Meeting your idols, your favorites, your cherished few, can be a mistake. Or everything you could have hoped for. Fantasy and reality play a sharp contrast here, and what you daydreamed versus what you get may sour or sweeten your feelings toward anyone you adore. A favorite song suddenly hits the wrong note, a treasured line from a poem or novel reads flat and remains on the page, when this meeting goes wrong. Or maybe their words or art matter more to you with a person firmly behind the magic.

When I met poet Buddy Wakefield, his persona took me by surprise. I was lucky enough to meet him at Wordstock, Oregon’s book convention, two years ago. After listening to him and the Write Bloody Publisher Derrick Brown have a hilarious panel discussion, I located his booth amongst all the other vendors, and nervously approached to ask for a picture and an autograph. To my amazement, what I got from him were a few jokes, a free poster, some kind words, an autograph for my copy of his book Gentleman Practice (that I’ve decided to be my future epitaph: “Phillip, the King of hang gliders”) and a big bear hug. What must have only been two minutes felt like ten, in the best way possible. I’m not including the picture because… well vanity, and I look terrible while Wakefield looks giddy and in his element. Like a ringleader performing before a packed house. He was ready to share his world with an audience.

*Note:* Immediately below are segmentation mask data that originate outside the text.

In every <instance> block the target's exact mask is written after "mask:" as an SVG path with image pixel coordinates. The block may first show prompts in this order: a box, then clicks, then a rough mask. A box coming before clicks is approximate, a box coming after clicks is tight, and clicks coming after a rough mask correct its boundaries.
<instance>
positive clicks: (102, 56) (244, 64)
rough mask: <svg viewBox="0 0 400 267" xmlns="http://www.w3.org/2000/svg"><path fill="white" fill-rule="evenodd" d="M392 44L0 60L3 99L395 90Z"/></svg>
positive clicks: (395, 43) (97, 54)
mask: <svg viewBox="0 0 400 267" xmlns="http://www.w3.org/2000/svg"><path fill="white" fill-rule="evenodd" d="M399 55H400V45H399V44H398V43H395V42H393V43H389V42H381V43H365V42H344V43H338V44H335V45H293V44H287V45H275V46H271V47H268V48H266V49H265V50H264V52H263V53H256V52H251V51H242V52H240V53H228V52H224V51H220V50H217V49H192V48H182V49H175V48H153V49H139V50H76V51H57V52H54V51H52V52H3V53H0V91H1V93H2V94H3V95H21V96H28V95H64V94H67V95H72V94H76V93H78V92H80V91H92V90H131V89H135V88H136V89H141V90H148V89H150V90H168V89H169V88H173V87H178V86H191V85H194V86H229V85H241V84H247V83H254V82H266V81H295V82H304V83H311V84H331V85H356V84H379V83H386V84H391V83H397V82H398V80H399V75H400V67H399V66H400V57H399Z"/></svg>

Wakefield has had an eclectic career, to say the least, according to his homepage bio. After quitting his job, he began touring non-stop for two years with his poetry in tow. He has also been “a busker in Amsterdam, a lumberjack in Norway, a street vendor in Spain, a team leader in Singapore, a re-delivery boy, a candy maker, a street sweeper, a bartender, a maid, a construction worker, a bull rider, an incredibly slow triathlete and a facilitator at Quantum Learning Network.” As far as his poetry career, in 2004 and 2005 Wakefield won the Individual World Poetry Slam Championship. He blends his work with performance pieces, has written several books, and done some songwriting. Basically, he does it all. And after meeting him, he does it all with a distinct sense of humor.

Wordstock is an annual book fair in Portland, Oregon, and after a brief hiatus in 2014, it came back in 2015 as a program of Literary Arts with over 8,000 attendees. It’s also where I met fellow curator Jenny M. Chu for the first time 3 years ago. And it’s where this year, BACKWORDS Press hosted a table of our own to sell, smile, and meet writers, readers, and literature consumers from all over Oregon and the country. Good things happen to me at Wordstock, I’ve decided, whether I’m aware of it at the time or not.

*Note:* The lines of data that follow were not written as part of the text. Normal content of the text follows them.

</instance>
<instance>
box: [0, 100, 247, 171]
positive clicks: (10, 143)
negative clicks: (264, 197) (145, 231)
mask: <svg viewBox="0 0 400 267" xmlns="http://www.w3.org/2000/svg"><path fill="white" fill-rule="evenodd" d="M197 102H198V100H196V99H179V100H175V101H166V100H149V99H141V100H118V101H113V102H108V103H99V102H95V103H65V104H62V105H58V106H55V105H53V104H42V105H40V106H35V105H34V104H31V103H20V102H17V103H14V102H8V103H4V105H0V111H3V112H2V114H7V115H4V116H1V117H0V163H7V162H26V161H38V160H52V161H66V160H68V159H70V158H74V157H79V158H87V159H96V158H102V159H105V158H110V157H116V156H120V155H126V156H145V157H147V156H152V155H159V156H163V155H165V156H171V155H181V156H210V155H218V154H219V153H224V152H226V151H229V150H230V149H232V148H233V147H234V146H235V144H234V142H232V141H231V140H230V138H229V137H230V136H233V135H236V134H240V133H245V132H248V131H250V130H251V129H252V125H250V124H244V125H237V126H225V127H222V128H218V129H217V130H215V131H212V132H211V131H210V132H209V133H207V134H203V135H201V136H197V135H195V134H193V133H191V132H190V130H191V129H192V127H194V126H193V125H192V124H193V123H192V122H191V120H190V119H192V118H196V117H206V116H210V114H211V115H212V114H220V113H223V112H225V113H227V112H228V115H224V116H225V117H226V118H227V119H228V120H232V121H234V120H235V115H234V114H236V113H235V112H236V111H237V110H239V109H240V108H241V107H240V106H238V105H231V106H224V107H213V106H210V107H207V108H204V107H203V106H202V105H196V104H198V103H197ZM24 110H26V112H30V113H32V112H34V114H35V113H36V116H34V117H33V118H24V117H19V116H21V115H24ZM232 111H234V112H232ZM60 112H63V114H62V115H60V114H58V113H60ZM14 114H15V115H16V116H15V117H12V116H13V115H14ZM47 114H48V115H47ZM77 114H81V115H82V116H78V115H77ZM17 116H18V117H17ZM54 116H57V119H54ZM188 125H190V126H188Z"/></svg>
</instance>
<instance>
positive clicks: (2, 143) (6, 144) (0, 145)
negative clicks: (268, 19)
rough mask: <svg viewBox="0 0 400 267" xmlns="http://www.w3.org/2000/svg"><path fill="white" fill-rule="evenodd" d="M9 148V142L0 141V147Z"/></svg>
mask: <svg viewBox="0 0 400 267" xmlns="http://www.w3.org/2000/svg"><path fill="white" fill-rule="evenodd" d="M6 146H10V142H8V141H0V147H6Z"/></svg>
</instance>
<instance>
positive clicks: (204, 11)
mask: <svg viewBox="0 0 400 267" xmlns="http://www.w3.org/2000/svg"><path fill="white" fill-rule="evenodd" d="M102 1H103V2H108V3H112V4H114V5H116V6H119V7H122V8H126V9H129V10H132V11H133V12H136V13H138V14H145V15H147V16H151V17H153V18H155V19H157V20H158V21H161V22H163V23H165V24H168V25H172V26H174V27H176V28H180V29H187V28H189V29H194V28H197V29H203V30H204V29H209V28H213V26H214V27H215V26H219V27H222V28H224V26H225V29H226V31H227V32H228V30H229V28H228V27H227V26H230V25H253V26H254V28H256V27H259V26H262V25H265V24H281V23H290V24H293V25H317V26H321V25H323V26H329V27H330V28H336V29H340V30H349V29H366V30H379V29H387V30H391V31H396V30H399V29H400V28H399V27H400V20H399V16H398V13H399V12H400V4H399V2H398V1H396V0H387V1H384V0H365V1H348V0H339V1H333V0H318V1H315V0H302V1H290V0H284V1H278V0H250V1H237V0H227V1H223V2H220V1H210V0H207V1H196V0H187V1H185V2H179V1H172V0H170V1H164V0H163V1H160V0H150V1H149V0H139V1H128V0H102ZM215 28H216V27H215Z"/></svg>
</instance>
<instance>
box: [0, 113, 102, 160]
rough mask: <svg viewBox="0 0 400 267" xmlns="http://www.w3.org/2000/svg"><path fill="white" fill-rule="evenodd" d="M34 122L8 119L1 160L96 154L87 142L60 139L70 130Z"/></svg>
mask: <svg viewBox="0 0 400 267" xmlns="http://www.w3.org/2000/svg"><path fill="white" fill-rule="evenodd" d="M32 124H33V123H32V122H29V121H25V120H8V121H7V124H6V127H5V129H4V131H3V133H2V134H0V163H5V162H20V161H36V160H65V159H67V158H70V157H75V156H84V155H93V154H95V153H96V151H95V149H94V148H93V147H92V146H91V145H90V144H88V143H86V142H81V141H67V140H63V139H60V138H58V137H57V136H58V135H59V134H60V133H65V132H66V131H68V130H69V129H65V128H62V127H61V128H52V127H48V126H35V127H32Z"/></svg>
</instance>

I am reminded of a quote from Wakefield’s book Gentleman Practice, where he writes:

There are massive stacks of bad choices in my backyard.

Haven't finished cleaning the place up

but I'm workin' on it

and clearly I have not yet reached enlightenment

for more than a fleeting moment

but I'm tryin'

and I found somethin' here I want ya to have.

It's not much

just a story

but it's all I've got

so take it.

The evening after meeting Wakefield, I went to the Write Bloody Publishing poetry reading at the White Owl Social Club. There, I heard poets like Derrick Brown, Tara Hardy, and others read from the heart and perform as if no one was there. They’re the type meant to be performers. The right presence and likability to draw the crowds. Poets like Buddy Wakefield are the ones that take the leap from wanting to have a career in poetry to doing it. Wakefield continues to tour and write, and you can follow his web journal / poetry extension of sorts on his website.

Stay Backwords,

Phillip Trey

"that the moon

did not have to be full for us to love it,

that we are not tragedies

stranded here beneath it,

that if my heart

really broke

every time I fell from love

I’d be able to offer you confetti by now.

But hearts don’t break,

y’all,

they bruise and get better.

We were never tragedies.

We were emergencies.

You call 9 – 1 – 1.

Tell them I’m having a fantastic time.”